Creating ports

All traffic in a ByteBlower is transmitted and received through ByteBlower Ports. Conceptually these Ports can be seen as small, virtual EndPoints in your network. As any other endpoint they need various network settings to communicate with the outside world. Physically they're docked (or attached) to a specific ByteBlower interface.  A ByteBlower port can be a sender and/or receiver for one or multiple flows.

Ports are created in the Port View. This is a typical example:

We will explain the different configuration parameters here.

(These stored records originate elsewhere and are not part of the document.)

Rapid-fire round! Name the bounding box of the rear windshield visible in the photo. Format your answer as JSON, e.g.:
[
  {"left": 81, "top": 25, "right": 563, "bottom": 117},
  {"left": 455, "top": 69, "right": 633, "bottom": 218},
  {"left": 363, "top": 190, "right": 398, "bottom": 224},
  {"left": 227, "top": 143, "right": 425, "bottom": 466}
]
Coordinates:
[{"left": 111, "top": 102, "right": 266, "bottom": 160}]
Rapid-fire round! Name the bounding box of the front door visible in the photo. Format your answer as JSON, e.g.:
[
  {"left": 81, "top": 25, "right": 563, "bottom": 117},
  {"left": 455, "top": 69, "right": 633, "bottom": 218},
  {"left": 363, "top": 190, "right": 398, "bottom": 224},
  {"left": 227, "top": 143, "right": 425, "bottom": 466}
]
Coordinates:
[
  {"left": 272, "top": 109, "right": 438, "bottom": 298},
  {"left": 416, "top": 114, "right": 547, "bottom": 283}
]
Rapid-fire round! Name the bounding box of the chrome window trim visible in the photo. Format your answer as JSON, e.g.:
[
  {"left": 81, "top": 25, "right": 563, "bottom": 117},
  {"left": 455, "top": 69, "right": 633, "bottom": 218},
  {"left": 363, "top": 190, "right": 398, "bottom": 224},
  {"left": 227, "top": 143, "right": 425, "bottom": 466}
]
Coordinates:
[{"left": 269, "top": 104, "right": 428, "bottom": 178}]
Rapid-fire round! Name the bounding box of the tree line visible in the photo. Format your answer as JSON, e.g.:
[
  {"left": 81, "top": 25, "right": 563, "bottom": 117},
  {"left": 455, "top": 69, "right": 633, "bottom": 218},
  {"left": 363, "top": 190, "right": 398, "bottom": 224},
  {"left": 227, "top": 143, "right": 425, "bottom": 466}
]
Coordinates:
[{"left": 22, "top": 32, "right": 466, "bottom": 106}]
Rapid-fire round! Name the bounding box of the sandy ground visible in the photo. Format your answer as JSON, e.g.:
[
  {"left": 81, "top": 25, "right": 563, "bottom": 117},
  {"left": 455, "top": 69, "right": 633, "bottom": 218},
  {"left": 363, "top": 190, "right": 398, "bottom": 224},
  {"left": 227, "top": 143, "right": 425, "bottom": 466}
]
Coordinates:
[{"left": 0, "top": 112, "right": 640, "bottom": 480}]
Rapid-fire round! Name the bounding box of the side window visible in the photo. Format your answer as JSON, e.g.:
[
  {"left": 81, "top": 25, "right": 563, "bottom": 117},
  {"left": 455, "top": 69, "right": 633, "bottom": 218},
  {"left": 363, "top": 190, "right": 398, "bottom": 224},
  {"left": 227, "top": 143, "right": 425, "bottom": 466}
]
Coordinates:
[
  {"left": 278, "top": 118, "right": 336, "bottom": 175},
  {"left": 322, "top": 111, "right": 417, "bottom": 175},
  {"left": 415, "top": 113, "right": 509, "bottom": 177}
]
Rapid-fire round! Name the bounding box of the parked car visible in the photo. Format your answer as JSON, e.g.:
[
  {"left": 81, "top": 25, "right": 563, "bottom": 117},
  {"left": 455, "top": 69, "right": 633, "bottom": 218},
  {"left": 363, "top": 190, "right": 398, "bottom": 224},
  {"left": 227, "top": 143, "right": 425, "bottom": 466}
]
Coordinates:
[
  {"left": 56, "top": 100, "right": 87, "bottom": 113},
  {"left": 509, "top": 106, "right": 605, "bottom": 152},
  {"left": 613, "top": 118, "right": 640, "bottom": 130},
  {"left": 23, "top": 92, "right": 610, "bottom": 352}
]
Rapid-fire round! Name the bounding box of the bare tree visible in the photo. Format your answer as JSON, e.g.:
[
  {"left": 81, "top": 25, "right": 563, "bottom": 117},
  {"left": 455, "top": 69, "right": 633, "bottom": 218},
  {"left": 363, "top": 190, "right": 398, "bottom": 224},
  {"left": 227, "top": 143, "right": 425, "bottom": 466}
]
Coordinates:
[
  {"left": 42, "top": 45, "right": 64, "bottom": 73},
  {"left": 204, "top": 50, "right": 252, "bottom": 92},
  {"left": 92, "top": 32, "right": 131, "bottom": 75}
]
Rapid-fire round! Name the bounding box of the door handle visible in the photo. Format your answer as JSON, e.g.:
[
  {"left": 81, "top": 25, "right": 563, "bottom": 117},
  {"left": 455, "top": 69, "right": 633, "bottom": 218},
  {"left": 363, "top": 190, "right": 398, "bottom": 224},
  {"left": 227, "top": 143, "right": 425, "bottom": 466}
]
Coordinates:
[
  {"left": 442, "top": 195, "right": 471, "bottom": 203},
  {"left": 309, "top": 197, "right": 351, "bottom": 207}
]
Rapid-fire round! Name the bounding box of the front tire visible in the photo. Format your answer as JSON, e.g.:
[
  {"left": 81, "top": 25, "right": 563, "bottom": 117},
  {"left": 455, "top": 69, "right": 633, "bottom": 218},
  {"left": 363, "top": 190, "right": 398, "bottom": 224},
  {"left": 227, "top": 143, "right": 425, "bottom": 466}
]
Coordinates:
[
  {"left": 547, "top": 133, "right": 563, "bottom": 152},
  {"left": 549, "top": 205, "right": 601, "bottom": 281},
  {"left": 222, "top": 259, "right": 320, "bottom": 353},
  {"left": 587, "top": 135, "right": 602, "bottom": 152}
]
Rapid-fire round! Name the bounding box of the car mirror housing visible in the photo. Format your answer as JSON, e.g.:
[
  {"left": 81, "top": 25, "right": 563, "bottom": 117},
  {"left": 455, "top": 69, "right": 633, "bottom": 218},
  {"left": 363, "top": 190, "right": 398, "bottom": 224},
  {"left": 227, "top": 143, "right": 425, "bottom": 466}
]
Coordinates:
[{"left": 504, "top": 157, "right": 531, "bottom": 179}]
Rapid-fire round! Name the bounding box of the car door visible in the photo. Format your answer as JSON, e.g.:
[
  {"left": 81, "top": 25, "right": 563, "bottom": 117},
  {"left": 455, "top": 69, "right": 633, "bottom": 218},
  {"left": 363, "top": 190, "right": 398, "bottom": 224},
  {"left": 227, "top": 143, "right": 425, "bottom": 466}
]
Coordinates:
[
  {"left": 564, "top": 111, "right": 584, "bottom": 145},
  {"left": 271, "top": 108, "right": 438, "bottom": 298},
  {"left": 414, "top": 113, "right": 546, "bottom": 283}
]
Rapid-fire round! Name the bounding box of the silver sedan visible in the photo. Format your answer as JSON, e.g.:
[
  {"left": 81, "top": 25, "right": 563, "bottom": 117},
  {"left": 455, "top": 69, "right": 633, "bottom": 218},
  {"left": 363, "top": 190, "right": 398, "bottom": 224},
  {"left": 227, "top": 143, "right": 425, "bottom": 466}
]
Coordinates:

The given name to a ByteBlower port. This name is used solely within the ByteBlower GUI, it's not sent out over the network. To avoid confusion, all ports in the same project have different names. The names are also used in reporting.

As with any other network device, a ByteBlower port requires a MAC address. By default this address is used for all traffic in and out of the Port. Often, it's a good idea for this address to be unique, but this is not required (e.g. dual-stack IPv4 and IPv6). For IPv6 ByteBlower ports, the MAC address is used to generate the link-local address.

The method used to obtain a global IPv4 address for the ByteBlower Port. This can either be:

• Fixed, or user-supplied: The ByteBlower Port will use the values of the IPv4 Address, Default Gateway, and Netmask column. 
• DHCPv4: A DHCP server offers an address to the ByteBlower port. In the ByteBlower GUI, you reuse the same DHCP-settings object between IPv4 and IPv6.

This option is very helpfull in a network configuration with NAT, like home gateways. If NAT is used in your network, have a look at  📄 Dealing with NAT for more details.

The method used to obtain a global IPv6 address for the ByteBlower Port. This can either be:

• Fixed, or user-supplied: The ByteBlower Port will use the values of the IPv6 Address, Router Address, and Prefix Length column. Even in this mode, the ByteBlower port will still send out Neighbourhood solicitations and join the required Multicast groups.
• Stateless Auto Configuration (SLAAC): The ByteBlower Port obtains its global address from the IPv6 router in the network. This method doesn't really have an analogue in IPv4. It's described in RFC 2462 or in http://ipv6.com/articles/general/Stateless-Auto-Configuration.htm
• DHCPv6: A DHCPv6 server offers an address to the ByteBlower port. From a high-level perspective, this is very similar to DHCP in IPv4. In ByteBlower GUI you reuse the same DHCP-settings object between IPv4 and IPv6.

The IPv6 Address and Router Address and Prefix length columns are solely available for Fixed configurations. In the other configurations, they are obtained from the network. More info on these fields is found at https://tools.ietf.org/html/rfc3513.

A ByteBlower port can be configured with a VLAN tag or even a VLAN stack (QinQ). These tags are known as Layer 2.5 configurations. They are used to create virtual networks within a physical network. The ByteBlower GUI will automatically add these tags to all outgoing traffic. Similarly, all arriving traffic at a ByteBlower Ports needs the same Layer 2.5 configuration.

This column configures the maximum size of the payload of an Ethernet frame transmitted from a ByteBlower port. So it is the maximum size of the Ethernet frame excluding headers and FCS/CRC. You can also see this as the maximum size in the layer 3 packet (IPv4, IPv6, ARP, etc). TCP traffic from this port will respect this size, similarly one can't transmit FrameBlasting frames larger than this size. This limit doesn't apply to received frames. The size is counted in bytes.

As mentioned in the introduction, a ByteBlower port emulates an Endpoint in the network. For it to be useful it needs to be physically docked to a ByteBlower interface. All incoming and outgoing traffic of this ByteBlower Port goes through this interface.